As we have been made in the likeness of God our intellect, our brain function is amazing, absolutely incredible and absolutely to be fully utilised in all the good things the mind is capable of. I’m certainly not saying that the mind is useless; I’m just not convinced it is to be used as a replacement for simply believing and I am suggesting that part of the new creation reality is to lose our own head and have it replaced by Jesus’s head. The idolisation of our intellect can be a whopper in our churches and can leave some people in our churches feeling insecure in their faith. Some feel that because they don’t understand commentaries, don’t understand theological debates, haven’t been to bible school, can’t read, struggle with thinking altogether that they are somehow inferior to others in the church. They simply believe what it says in the bible. I ‘think’ these people are the ones who should be out front on a Sunday morning telling us their faith stories. I was in a group once where a refuse collector said he believed it because God said it – simple as. What a fantastic testimony. The wonderful gospel creates a level playing field with no favourites and no experts. The Holy Spirit is our teacher, the revealer of all truth and our dependence on him will bring us all the understanding we need. I really don’t have to understand the things of God to believe in Him, I don’t have to understand the cross, the redemption, grace, the fullness of Christ living within me, my co-crucified status; I just have to believe in their reality.

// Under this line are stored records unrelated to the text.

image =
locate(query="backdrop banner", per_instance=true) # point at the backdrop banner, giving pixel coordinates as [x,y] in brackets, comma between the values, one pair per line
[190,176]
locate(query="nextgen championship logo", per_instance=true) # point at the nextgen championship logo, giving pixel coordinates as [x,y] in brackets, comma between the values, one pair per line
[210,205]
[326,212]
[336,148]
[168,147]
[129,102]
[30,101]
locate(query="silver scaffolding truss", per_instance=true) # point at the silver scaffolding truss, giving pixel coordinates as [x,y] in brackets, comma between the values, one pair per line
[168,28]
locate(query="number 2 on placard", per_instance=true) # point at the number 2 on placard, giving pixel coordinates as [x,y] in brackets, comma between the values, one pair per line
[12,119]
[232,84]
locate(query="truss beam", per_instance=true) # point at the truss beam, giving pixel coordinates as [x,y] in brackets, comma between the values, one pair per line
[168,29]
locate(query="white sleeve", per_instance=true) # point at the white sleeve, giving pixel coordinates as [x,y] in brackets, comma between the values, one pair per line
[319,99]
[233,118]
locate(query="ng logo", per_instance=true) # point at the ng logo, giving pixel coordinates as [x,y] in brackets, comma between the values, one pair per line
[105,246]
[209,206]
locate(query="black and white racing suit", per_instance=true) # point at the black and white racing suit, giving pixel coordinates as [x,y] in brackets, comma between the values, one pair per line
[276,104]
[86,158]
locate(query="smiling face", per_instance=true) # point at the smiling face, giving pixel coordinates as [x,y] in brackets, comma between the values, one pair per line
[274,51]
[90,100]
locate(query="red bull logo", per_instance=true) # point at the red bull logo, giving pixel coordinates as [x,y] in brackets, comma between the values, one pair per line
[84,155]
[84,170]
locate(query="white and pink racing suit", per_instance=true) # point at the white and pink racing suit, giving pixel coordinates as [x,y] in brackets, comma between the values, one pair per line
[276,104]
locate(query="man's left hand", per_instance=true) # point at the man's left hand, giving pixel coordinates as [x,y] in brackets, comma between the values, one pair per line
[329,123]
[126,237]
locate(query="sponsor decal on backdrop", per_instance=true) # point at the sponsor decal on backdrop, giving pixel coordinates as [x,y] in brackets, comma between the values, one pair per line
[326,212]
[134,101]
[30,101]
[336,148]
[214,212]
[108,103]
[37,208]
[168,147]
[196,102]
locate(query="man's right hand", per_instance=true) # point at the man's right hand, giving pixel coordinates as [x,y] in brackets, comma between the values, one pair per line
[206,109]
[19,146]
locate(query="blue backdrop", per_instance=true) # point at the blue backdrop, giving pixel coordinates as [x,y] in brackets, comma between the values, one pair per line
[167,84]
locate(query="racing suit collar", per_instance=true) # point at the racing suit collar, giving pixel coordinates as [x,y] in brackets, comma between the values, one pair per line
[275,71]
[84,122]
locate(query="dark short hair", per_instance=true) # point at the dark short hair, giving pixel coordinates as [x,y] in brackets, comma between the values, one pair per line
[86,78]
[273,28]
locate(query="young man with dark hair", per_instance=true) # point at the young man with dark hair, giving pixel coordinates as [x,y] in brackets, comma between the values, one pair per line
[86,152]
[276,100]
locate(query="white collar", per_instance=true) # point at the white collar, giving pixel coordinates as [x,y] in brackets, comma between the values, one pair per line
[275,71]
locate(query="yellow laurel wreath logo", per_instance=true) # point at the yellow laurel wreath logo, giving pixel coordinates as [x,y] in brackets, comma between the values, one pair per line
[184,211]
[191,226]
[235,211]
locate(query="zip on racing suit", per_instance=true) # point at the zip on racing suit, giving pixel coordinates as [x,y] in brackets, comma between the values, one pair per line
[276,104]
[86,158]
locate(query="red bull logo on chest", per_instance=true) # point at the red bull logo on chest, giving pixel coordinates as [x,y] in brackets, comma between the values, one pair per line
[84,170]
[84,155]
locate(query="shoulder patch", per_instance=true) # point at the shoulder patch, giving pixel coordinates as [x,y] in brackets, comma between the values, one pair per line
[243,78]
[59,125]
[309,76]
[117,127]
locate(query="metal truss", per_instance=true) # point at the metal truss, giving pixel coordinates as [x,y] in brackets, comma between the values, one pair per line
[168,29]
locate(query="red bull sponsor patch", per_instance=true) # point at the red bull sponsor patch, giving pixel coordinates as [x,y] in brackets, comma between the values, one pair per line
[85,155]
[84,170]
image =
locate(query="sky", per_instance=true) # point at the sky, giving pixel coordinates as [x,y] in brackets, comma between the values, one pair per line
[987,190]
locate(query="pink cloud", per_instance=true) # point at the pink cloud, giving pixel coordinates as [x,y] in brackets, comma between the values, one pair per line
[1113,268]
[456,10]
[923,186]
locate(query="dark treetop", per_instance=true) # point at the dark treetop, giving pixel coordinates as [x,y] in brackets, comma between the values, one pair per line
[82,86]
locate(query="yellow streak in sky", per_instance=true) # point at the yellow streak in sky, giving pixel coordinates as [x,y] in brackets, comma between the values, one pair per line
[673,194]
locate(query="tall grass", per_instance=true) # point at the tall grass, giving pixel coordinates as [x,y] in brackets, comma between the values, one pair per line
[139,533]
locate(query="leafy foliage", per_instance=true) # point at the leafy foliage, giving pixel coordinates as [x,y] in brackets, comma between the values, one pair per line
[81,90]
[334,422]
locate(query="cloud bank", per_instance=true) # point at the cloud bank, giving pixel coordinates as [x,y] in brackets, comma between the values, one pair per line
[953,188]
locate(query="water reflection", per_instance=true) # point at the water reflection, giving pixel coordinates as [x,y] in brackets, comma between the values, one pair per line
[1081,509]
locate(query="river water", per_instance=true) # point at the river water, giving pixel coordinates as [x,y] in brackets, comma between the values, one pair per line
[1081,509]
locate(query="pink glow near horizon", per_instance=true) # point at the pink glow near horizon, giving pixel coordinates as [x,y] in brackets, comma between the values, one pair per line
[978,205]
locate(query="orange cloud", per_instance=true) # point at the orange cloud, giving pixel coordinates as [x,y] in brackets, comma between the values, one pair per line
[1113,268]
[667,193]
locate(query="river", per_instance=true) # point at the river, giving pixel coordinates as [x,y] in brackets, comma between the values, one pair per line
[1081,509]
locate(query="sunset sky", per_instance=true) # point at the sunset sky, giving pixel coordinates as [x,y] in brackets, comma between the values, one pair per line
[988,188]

‘We do, however, speak a message of wisdom among the mature, but not the wisdom of this age or of the rulers of this age, who are coming to nothing. No, we speak of God's secret wisdom, a wisdom that has been hidden and that God destined for our glory before time began…. no mind has conceived …but God has revealed it to us by his Spirit. The Spirit searches all things, even the deep things of God.’ 1 Cor 2:7-10

Jesus talked of becoming like children, the foolish shaming the wise and he does seem to have an aversion to those who know the words of scripture very well and understand how to work them to their advantage without understanding God at all. Jesus was surrounded by teachers of the law and yet seems to have spent his time with fishermen, tax collectors and the sick. He refers to the teachers as blind guides and accuses them of squeezing out a gnat whilst swallowing camels. Those Jews who took great pains to avoid offence in very small matters, superstitiously observing the smallest points of the law, in this case the law against eating insects, and carefully straining out the gnat larva from drinks, whilst taking no effort to avoid great sins of hypocrisy, deceit, oppression, and lust.

Here’s my final thought

‘My companions led me by the hand into Damascus, because the brilliance of the light had blinded me.’ Acts 22:11 I wonder whether it was the religious spirit all over Paul that blinded him in the face of Jesus. He is released from it, like scales, when he is prayed for to be filled with the Spirit. I can’t find any other reference to folk going blind when faced either with the glory of God or the risen Christ other than Paul, blindness is often an analogy of spiritual blindness in the bible and spiritual sight comes with being filled with the Holy Spirit. An interesting thought.


  1. Mags this is super brilliant. I've never heard anyone speak about spiritual blindness in relation to the verses you mention here. What a revelation!! Wow!! It reminds me too, of living/thinking from the tree of knowledge vs the tree of life. We have idealized our intellect so much, we have become in many ways spiritually blind. Maybe it's the Joy that helps us to really see..... You're amazing Mags!

  2. Probably why when folk get drunk on alcohol they have blurred vision, tis just a counterfeit of when you are drunk on the Spirit your natural vision is blurred larf.

  3. Mags I really like this. Love the whole revelation on the blind man seeing in the spiritual eeeeeekk!! Gorgeous!